Alors que le sujet fait débat dans les hautes sphères, qu’Orange prévoit de supprimer rien que 2390 cabines à Paris d’ici 3 ans et 25 000 sur le reste du territoire métropolitain pour la seule année 2015, certains organisent la résistance.

Même Axelle Lemaire estimait il y a quelques temps que les cabines téléphoniques "ont vécu". L’ARCEP de son côté, s’en retrouvait plus souple avec Orange, concernant sa prestation de service universelle dans le domaine, estimant que l’utilité de ces cabines n’était encore présente que dans les zones blanches. 175 communes seraient concernées par ce manque de couverture des réseaux mobiles.
 
Pourtant, le retrait de ces cabines téléphoniques ne se fait pas aussi facilement qu’on aurait pu l’imaginer.

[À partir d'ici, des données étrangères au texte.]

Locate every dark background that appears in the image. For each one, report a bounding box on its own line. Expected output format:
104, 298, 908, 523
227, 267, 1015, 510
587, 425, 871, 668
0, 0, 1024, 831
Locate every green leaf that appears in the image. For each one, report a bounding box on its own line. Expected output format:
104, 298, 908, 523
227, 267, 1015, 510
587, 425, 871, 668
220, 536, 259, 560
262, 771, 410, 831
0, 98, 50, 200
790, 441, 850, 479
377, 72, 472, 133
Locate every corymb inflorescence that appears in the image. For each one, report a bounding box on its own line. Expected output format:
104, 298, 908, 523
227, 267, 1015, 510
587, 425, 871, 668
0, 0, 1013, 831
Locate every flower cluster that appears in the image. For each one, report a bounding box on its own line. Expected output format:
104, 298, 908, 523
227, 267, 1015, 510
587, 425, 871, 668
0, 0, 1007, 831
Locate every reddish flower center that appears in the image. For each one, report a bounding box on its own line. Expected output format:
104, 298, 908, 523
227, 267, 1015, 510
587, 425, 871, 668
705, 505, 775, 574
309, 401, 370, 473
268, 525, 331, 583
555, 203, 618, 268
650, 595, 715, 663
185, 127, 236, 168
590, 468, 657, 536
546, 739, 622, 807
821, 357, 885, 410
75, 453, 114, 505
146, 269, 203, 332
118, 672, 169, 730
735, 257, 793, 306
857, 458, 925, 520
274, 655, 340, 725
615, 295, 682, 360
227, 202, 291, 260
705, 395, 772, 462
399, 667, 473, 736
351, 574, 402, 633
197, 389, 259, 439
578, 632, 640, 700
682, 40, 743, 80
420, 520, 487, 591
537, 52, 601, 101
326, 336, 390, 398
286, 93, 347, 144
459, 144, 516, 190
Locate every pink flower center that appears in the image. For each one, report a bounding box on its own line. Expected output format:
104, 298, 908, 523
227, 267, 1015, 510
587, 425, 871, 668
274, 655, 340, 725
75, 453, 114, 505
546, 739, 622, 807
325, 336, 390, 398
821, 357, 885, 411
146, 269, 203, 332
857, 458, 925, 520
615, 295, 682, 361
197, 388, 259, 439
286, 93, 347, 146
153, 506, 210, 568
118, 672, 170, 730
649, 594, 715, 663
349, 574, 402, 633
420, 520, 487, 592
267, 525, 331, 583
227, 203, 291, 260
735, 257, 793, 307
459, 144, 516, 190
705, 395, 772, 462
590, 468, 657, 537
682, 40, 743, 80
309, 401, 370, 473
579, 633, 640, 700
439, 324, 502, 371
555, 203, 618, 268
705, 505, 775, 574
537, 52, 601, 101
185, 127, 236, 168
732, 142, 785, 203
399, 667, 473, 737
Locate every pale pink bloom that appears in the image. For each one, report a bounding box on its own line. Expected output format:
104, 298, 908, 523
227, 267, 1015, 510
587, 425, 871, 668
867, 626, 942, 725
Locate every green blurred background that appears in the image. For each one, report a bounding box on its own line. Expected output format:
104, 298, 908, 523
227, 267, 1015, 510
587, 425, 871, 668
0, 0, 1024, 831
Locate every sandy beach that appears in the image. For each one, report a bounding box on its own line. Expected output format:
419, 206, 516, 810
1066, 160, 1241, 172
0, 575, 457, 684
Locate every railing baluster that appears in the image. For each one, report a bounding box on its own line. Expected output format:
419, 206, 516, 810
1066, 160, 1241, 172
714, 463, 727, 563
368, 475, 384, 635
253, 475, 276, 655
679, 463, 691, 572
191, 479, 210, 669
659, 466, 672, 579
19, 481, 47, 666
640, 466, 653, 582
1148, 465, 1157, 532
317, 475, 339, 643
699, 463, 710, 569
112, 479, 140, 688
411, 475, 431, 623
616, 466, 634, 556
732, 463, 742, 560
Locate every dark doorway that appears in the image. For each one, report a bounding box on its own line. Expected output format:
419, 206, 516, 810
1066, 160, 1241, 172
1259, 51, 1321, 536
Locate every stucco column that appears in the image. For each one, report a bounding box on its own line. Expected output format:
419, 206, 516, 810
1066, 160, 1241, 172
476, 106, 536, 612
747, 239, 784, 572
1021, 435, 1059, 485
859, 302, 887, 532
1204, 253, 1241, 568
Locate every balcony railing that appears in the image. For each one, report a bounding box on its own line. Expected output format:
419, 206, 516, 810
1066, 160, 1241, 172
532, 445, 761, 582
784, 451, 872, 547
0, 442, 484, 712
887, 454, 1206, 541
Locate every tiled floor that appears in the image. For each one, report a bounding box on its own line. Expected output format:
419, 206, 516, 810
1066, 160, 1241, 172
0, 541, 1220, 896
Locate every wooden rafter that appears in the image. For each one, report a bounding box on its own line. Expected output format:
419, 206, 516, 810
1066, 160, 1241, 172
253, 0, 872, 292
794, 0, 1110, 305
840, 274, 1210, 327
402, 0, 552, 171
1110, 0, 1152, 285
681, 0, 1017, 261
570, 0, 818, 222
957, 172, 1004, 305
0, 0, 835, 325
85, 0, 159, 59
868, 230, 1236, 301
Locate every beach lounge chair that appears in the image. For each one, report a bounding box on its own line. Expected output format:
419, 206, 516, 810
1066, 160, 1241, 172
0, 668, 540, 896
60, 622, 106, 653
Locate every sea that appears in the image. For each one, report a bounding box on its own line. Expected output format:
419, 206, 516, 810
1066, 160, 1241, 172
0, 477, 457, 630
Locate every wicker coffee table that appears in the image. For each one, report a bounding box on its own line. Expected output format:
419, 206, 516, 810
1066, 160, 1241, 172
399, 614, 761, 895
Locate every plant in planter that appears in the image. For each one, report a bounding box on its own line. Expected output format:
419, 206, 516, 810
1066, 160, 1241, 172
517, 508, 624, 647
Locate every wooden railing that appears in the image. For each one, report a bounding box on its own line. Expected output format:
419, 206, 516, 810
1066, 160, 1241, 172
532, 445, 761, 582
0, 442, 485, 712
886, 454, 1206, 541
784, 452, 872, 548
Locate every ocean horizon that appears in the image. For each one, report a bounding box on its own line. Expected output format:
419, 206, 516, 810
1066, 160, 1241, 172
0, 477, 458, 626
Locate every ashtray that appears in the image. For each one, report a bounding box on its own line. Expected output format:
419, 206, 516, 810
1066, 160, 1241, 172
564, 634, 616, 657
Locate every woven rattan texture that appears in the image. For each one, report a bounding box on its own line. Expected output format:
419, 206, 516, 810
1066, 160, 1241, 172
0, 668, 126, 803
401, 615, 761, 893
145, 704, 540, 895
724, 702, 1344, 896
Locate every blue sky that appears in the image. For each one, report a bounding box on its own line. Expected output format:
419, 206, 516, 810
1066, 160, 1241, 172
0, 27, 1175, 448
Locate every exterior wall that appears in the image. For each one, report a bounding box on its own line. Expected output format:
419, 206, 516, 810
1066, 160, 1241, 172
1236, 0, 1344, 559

A Brissac dans l’Hérault, la résistance s’est même organisée pour sauvegarder leurs 3 cabines téléphoniques dans leur habitat naturel. Ces dernières n’ont jamais été aussi fréquentées, les habitants se relayant pour vérifier si la tonalité est réapparue. En effet, les cabines téléphoniques de Brissac sont sous le coup d’un avis d’expulsion. Ces dernières font partie des nombreuses cabines qui ne seront pas retenues pour la saison 2016.
 
Elles bénéficient néanmoins du soutien de la municipalité qui a décidé d’engager un bras de fer avec l’opérateur historique. Le maire estime ainsi qu’il est "hors de question" de les supprimer :"ces cabines ont une véritable utilité, notamment en cas d’orage cévénol quand les réseaux tombent en panne. Sans elles, on ne peut plus appeler." Pour Jean-Claude Rodriguez, ces dernières sont le dernier filet de sécurité et de communication vers l’extérieur, "les téléphones portables ne passent pas très bien dans le secteur."
 
Pour empêcher leur retrait, le maire use de tout son pouvoir, jusqu’à interdire tous travaux dans le périmètre du village où ces dernières se situent, empêchant ainsi Orange de procéder à leur enlèvement.
 
L’opérateur n’a eu d’autre choix que de contester l’arrêté municipal devant le tribunal administratif de Montpellier. Pour Salomon Botton, "Orange ne fait qu’appliquer un décret qui fixe le niveau du service universel en matière de téléphonie publique. L’Etat souhaite démanteler les cabines téléphoniques qui ne sont plus utilisées pour renforcer la couverture en téléphone portable."
 
Le délégué régional s’appuie ainsi sur les données des cabines téléphoniques du village pour justifier leur enlèvement : " à Brissac, les cabines sont utilisées à peine deux minutes par mois."